Nossas redes sociais

Internacional

Brasil reprova agressão de Israel ao Líbano durante cessar-fogo

Postado

em

Brasil reprova agressão de Israel ao Líbano durante cessar-fogo

O Ministério das Relações Exteriores (MRE) do Brasil condenou os ataques de Israel contra o Líbano, que ocorreram um dia após o cessar-fogo anunciado por Irã e Estados Unidos (EUA) no Oriente Médio.

“A intensificação dessa ofensiva ocorre na sequência do anúncio, na última noite, de cessar-fogo no conflito armado no Oriente Médio e ameaça envolver a região em nova escalada de violência e instabilidade”, afirmou o ministério em nota.

O Itamaraty destacou que os ataques visaram extensas áreas e resultaram em um saldo inicial de 254 mortos e 1.165 feridos. O governo brasileiro reiterou sua defesa à soberania e integridade territorial libanesa.

“Brasil insta Israel a suspender imediatamente suas ações militares e a retirar todas as suas forças do território libanês.

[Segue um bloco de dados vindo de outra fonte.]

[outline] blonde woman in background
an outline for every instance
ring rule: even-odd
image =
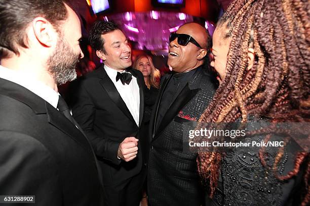
[[[160,81],[161,74],[159,71],[155,68],[153,64],[151,58],[147,55],[142,55],[138,57],[134,63],[133,68],[142,72],[144,77],[145,83],[144,104],[145,109],[144,110],[144,117],[143,122],[144,123],[144,129],[141,131],[142,134],[141,137],[144,137],[143,139],[140,139],[141,144],[143,144],[143,148],[149,148],[149,145],[147,137],[148,136],[148,126],[150,115],[153,110],[155,101],[158,94],[159,88],[159,82]],[[143,157],[147,157],[148,150],[142,151],[144,153]],[[147,160],[145,160],[144,163],[147,163]],[[142,206],[147,205],[147,199],[145,193],[146,185],[144,185],[144,192],[141,200]]]

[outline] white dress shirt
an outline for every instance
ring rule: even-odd
[[[121,97],[126,104],[128,110],[131,113],[136,124],[139,126],[139,115],[140,113],[140,91],[137,78],[133,76],[129,84],[123,85],[120,80],[117,82],[116,76],[118,71],[106,65],[104,66],[108,76],[115,85]],[[124,70],[123,72],[126,72]],[[121,72],[121,73],[123,73]]]
[[[19,84],[39,96],[54,108],[57,108],[59,93],[43,82],[34,79],[29,74],[16,72],[0,65],[0,78]]]

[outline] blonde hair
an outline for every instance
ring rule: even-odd
[[[151,86],[153,87],[155,87],[157,88],[159,88],[159,83],[156,81],[157,78],[160,78],[160,72],[159,72],[158,70],[155,68],[154,65],[153,64],[153,61],[152,61],[152,58],[147,55],[140,55],[139,57],[137,58],[137,59],[135,61],[135,63],[133,64],[133,68],[134,69],[136,69],[137,70],[139,70],[139,64],[140,64],[140,62],[141,60],[143,57],[147,59],[148,61],[149,62],[149,64],[150,65],[151,68],[151,73],[150,75],[148,76],[148,81],[147,83],[145,83],[147,88],[150,88]]]

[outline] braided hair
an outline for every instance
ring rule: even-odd
[[[231,40],[225,76],[201,122],[246,122],[249,115],[273,122],[309,121],[310,87],[310,4],[303,0],[236,0],[218,22],[224,39]],[[249,48],[254,49],[253,67],[248,67]],[[275,162],[283,155],[279,152]],[[259,153],[264,165],[263,155]],[[222,154],[199,152],[199,172],[214,194]],[[309,202],[310,163],[307,152],[300,152],[285,180],[295,176],[300,165],[307,171]]]

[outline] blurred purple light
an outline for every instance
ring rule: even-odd
[[[159,3],[181,4],[184,0],[157,0]]]
[[[91,0],[91,4],[95,14],[106,10],[110,8],[108,0]]]
[[[180,20],[184,20],[186,19],[186,16],[184,13],[179,13],[179,19]]]
[[[171,29],[169,29],[169,31],[170,32],[174,32],[175,31],[177,31],[177,30],[179,29],[179,27],[180,27],[180,26],[176,26],[175,27],[171,28]]]
[[[158,12],[155,11],[151,11],[151,17],[153,19],[159,19],[159,15]]]
[[[130,30],[130,31],[132,31],[134,32],[139,33],[139,30],[137,28],[132,27],[130,26],[128,26],[127,24],[124,24],[124,25],[128,30]]]

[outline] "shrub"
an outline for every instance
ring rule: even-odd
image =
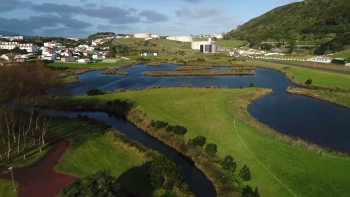
[[[163,156],[156,157],[148,172],[151,184],[155,188],[173,190],[182,183],[181,166]]]
[[[221,163],[222,168],[226,171],[234,173],[237,168],[237,163],[234,161],[231,155],[227,155]]]
[[[206,140],[207,140],[207,138],[205,138],[203,136],[197,136],[194,139],[190,139],[188,141],[188,144],[192,147],[195,147],[195,146],[203,147],[204,144],[206,143]]]
[[[61,196],[117,196],[120,184],[109,171],[99,171],[67,185]]]
[[[250,170],[247,165],[244,165],[241,171],[239,171],[239,176],[244,180],[244,181],[250,181],[251,174]]]
[[[103,92],[100,89],[90,89],[86,92],[88,96],[97,96],[97,95],[102,95]]]
[[[247,185],[242,192],[242,197],[259,197],[260,194],[258,192],[258,188],[255,188],[255,191],[253,191],[253,188],[251,188],[249,185]]]
[[[311,79],[308,79],[306,82],[305,82],[306,85],[311,85],[312,84],[312,80]]]
[[[216,144],[207,144],[205,147],[205,152],[207,152],[211,157],[214,157],[217,152]]]
[[[163,121],[159,121],[159,120],[157,120],[157,121],[152,120],[151,126],[157,128],[157,129],[161,129],[161,128],[167,127],[168,123],[163,122]]]

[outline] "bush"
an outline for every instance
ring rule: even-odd
[[[218,152],[216,144],[207,144],[205,147],[205,152],[207,152],[211,157],[214,157],[216,152]]]
[[[61,196],[117,196],[120,184],[109,171],[99,171],[67,185]]]
[[[258,192],[258,188],[255,188],[255,191],[253,191],[253,188],[251,188],[249,185],[247,185],[242,192],[242,197],[259,197],[260,194]]]
[[[204,146],[204,144],[206,143],[206,140],[207,140],[207,138],[205,138],[203,136],[197,136],[194,139],[188,140],[188,144],[192,147],[199,146],[202,148]]]
[[[90,89],[86,92],[88,96],[97,96],[103,95],[103,92],[100,89]]]
[[[151,126],[157,128],[157,129],[161,129],[161,128],[167,127],[168,123],[163,122],[163,121],[159,121],[159,120],[157,120],[157,121],[152,120]]]
[[[222,168],[226,171],[234,173],[237,168],[237,163],[234,161],[231,155],[227,155],[221,163]]]
[[[156,157],[148,172],[151,184],[155,188],[173,190],[182,184],[181,166],[163,156]]]
[[[175,125],[171,126],[168,125],[165,129],[166,132],[172,132],[176,135],[185,135],[187,133],[187,129],[183,126]]]
[[[250,179],[252,178],[252,175],[250,174],[250,170],[247,165],[244,165],[241,171],[239,171],[239,176],[244,181],[250,181]]]
[[[308,79],[306,82],[305,82],[306,85],[311,85],[312,84],[312,80],[311,79]]]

Exorta, ainda, as partes envolvidas a cumprirem integralmente os termos da Resolução 1.701 (2006) do Conselho de Segurança das Nações Unidas”, diz o comunicado do MRE.

A Resolução 1.701 de 2006, adotada por unanimidade pelo Conselho de Segurança da ONU, apela para um cessar-fogo entre Israel e Hezbollah no Líbano, com a criação de uma “zona tampão” entre os dois países, a ser controlada pela missão de paz da ONU no Líbano (Unifil).

Cessar-fogo violado

Apesar do cessar-fogo anunciado por EUA e Irã, Israel iniciou a maior ofensiva no Líbano desde o início da atual fase do conflito.

O Irã já ameaçou romper com o cessar-fogo devido às agressões israelenses, enfatizando que o acordo previa a trégua em todas as frentes de batalha no Oriente Médio.

O presidente dos Estados Unidos, Donald Trump, afirmou que o Líbano não estava incluído no acordo, mas o mediador do cessar-fogo, o primeiro-ministro do Paquistão, Shehbaz Sharif, confirmou que o fim dos combates no Líbano fazia parte das negociações.

Países como França, Reino Unido, Espanha e representantes da União Europeia têm pressionado para que o Líbano seja incluído no acordo de cessar-fogo.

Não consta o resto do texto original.